The men assigned to the 75% fat, 5% carbohydrate diet gained almost twice as much muscle in 10 weeks compared to those assigned to the 55% carbohydrate, 25% fat diet.
Manninen  reports that VLCKD may reduce muscle catabolism by the following mechanisms:
1 . Raising adrenaline levels. Low blood sugar stimulates adrenaline release, and adrenaline inhibits proteolysis of muscle.
2. Raising ketone body levels. Very low carbohydrate intake raises ketone body production, and ketone bodies inhibit oxidation of amino acids.

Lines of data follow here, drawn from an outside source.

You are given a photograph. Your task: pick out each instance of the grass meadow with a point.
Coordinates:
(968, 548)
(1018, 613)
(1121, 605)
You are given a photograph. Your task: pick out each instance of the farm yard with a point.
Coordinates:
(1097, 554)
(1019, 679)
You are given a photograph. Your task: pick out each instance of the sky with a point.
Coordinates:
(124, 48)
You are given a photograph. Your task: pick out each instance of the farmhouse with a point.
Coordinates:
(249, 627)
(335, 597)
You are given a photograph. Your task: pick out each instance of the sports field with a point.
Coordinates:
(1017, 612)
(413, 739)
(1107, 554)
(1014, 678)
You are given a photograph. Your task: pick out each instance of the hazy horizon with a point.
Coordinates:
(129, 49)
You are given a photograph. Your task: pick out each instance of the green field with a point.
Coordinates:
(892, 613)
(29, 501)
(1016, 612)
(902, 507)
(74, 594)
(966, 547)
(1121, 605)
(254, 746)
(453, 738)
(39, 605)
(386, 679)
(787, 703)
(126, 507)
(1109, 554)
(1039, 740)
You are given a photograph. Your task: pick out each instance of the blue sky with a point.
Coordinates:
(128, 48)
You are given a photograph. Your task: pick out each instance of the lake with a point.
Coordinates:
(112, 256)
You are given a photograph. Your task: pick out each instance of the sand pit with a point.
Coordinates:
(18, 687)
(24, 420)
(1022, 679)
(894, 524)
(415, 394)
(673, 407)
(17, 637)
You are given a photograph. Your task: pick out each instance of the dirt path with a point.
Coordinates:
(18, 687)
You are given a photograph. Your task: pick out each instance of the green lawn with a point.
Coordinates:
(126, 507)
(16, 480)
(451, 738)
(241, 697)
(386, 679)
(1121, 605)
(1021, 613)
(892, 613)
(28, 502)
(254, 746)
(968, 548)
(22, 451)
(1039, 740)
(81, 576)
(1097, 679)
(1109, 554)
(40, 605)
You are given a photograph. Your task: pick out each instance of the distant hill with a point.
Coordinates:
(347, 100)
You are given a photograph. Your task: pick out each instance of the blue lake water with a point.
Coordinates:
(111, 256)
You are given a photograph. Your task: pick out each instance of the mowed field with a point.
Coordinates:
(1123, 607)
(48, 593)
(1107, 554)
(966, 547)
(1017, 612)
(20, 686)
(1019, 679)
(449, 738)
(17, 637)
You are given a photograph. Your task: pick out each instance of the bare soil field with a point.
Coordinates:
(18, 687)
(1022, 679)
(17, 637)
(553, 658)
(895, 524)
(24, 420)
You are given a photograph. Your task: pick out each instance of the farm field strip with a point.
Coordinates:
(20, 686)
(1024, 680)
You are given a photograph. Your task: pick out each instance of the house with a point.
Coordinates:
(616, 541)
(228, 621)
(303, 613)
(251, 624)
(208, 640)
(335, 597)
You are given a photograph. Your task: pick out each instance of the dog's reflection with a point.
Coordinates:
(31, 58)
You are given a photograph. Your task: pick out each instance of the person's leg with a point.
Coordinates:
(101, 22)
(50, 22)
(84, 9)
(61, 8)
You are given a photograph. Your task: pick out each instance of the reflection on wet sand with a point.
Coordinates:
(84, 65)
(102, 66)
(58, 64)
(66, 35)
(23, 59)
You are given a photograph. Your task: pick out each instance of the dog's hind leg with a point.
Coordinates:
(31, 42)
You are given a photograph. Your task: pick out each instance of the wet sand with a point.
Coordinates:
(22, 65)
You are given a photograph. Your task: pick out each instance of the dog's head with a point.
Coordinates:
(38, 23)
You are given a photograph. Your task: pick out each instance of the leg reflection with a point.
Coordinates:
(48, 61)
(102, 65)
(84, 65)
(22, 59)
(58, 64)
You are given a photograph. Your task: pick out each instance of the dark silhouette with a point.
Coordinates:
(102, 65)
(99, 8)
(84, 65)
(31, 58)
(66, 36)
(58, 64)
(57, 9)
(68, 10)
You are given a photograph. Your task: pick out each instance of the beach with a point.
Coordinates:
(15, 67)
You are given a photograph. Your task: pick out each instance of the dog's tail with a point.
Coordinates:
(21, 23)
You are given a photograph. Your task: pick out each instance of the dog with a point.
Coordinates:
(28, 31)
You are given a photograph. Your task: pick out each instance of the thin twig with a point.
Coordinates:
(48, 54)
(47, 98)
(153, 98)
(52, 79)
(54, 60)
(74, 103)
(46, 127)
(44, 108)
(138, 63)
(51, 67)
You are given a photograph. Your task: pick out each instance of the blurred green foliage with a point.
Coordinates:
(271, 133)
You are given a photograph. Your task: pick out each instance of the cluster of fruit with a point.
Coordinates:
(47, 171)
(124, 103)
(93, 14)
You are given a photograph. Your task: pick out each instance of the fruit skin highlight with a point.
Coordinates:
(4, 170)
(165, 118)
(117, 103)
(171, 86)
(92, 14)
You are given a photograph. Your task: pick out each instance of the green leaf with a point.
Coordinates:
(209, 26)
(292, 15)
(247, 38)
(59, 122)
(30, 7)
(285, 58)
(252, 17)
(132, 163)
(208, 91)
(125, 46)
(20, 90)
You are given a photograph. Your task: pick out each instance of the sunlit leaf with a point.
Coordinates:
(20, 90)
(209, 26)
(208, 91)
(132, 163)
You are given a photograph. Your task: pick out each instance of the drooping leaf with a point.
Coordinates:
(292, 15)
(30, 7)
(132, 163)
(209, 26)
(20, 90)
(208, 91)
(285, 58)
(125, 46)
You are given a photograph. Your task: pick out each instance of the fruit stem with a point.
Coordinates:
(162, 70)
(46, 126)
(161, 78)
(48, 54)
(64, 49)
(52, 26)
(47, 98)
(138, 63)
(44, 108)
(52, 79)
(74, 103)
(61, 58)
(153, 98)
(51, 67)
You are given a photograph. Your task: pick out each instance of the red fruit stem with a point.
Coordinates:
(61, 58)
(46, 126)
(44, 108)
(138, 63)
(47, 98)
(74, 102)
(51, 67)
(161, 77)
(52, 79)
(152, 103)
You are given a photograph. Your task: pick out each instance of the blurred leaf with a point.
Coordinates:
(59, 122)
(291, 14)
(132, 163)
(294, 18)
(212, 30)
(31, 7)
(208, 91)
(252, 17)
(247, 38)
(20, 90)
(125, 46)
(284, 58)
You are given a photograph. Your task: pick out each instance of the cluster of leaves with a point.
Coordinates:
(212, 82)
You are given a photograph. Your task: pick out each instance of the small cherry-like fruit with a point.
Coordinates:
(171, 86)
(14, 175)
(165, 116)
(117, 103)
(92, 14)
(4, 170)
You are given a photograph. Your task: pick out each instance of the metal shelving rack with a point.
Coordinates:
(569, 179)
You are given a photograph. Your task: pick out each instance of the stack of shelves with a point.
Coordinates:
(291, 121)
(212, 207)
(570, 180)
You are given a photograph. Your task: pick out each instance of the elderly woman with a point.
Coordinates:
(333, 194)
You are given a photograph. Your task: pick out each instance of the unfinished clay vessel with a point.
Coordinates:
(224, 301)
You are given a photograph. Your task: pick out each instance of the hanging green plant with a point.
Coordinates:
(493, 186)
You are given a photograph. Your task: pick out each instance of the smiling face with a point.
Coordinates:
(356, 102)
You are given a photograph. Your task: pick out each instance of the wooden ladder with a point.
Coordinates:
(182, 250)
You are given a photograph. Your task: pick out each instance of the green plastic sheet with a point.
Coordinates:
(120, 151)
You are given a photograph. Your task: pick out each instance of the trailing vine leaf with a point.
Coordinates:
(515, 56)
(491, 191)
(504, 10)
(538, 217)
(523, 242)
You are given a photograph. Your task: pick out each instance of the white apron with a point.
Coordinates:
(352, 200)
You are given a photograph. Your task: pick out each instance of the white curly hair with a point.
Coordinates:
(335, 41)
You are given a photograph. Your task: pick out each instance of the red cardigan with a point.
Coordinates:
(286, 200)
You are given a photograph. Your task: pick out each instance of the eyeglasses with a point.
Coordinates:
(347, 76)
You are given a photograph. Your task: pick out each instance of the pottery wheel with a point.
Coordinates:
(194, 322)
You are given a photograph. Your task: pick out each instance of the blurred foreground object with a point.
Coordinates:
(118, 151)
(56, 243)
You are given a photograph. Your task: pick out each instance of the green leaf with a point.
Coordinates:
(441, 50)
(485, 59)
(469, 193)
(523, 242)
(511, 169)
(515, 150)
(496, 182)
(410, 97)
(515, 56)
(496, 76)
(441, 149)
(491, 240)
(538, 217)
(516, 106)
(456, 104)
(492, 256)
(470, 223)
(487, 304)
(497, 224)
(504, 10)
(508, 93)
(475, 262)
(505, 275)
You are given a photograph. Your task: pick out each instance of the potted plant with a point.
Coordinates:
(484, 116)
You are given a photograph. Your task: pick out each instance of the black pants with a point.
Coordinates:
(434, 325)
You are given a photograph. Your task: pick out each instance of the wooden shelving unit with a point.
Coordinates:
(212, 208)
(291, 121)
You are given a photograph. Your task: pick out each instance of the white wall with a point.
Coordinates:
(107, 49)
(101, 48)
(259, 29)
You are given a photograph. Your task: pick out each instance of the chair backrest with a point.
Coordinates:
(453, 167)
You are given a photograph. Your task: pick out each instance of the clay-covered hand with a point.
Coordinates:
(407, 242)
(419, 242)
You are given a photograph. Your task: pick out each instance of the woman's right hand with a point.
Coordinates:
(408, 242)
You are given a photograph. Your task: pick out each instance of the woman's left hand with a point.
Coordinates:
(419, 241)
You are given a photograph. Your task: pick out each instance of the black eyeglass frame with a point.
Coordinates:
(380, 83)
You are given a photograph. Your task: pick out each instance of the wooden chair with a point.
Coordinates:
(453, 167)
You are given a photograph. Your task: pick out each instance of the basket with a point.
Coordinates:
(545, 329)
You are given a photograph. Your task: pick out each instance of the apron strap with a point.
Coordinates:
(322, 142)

3. Raising growth factor levels. A high protein ketogenic diet appears to raise levels of skeletal muscle expression of IGF-I mRNA about 2-fold.
4. High protein intake. High dietary protein intake stimulates muscle protein synthesis.
Thus, a VLCKD may be both more anticatabolic and anabolic than a high carbohydrate, low fat diet.
1. Rauch, Jacob T et al. “The Effects of Ketogenic Dieting on Skeletal Muscle and Fat Mass.” Journal of the International Society of Sports Nutrition 11.Suppl 1 (2014): P40. PMC. Web. 2 May 2017.
2. Manninen, Anssi H. “Very-Low-Carbohydrate Diets and Preservation of Muscle Mass.” Nutrition & Metabolism 3 (2006): 9. PMC. Web. 2 May 2017.